Prof. Lorimer Moseley AO, Bradley Distinguished Professor at the University of South Australia said, “This treatment, which comprises specially-designed educational programs and methods, as well as sensorsimotor retraining, seeks to address the dysfunction that we know to be the cause in the majority of chronic back pain. It’s an issue with the nervous system. The disruption can cause two issues: a sensitive pain system that is hypersensitive and a poor communications between back and brain.”

The goal of the treatment is to accomplish three objectives. The first goal is to align patients’ understanding with the latest knowledge of the science behind persistent back pain. The second goal is to normalize the way that the back and brain communicate and, thirdly, to gradually train the brain and body back towards a more normal protective setting, and then resume regular routine.

Prof. Ben Wand of Notre Dame University as the clinical director of the study, emphasized the fact that, through a system of training for sensorimotor function patients are able to see that their brains and back do not communicate well and can experience improvements in this communication. He added, “We think this gives patients the confidence to take the recovery method that trains the brain and body.”


It is a way to train the body as well as the brain

Traditional therapies focus on fixing something within your back or injecting discs and loosening joints, or strengthening muscles. What is different about sensorimotor retraining according to Prof.
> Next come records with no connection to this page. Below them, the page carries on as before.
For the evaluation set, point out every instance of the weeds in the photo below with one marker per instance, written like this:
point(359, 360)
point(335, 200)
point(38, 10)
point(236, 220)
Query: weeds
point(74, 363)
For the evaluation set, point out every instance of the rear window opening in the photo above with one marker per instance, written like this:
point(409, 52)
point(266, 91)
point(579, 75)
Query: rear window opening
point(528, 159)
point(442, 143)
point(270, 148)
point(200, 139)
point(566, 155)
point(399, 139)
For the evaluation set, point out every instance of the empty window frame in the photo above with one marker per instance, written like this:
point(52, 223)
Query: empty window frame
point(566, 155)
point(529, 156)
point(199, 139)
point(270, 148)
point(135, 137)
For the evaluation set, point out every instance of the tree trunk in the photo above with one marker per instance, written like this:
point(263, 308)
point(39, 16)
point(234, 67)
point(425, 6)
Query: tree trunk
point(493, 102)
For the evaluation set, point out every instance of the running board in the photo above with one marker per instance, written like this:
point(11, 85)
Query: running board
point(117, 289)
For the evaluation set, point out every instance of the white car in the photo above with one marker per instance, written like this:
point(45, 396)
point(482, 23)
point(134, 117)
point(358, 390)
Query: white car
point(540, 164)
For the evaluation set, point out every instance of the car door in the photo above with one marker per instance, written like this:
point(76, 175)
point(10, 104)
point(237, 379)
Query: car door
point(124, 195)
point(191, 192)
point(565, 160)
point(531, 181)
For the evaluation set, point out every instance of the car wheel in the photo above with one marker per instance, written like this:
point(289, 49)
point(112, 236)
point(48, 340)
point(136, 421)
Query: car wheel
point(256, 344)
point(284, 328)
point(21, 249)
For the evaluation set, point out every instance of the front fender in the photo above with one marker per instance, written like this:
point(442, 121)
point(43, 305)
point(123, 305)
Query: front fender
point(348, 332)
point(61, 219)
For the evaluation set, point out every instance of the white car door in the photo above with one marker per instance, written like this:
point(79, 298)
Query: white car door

McAuley is that it analyzes the whole system, including how people consider about their back as well as how the back as well as the brain work together, the way in which your back is moved and the overall health that is in the back.

The authors of the study say that further research is required to replicate these findings and also to evaluate the treatment in various settings and in different populations. They would also like to try their treatment on other chronic pain disorders which exhibit similar issues in the system of nerves. They are confident about launching the training program that will bring the new method to clinics. They have also enlisted partners to begin that process.

Once the treatment is accessible through physiotherapists who are trained as well as exercise physiologists and other healthcare professionals – Dr. McAuley hopes this to take place within about six or nine monthsthose suffering from chronic back discomfort should be able access it for a price similar to other treatments offered by these specialists.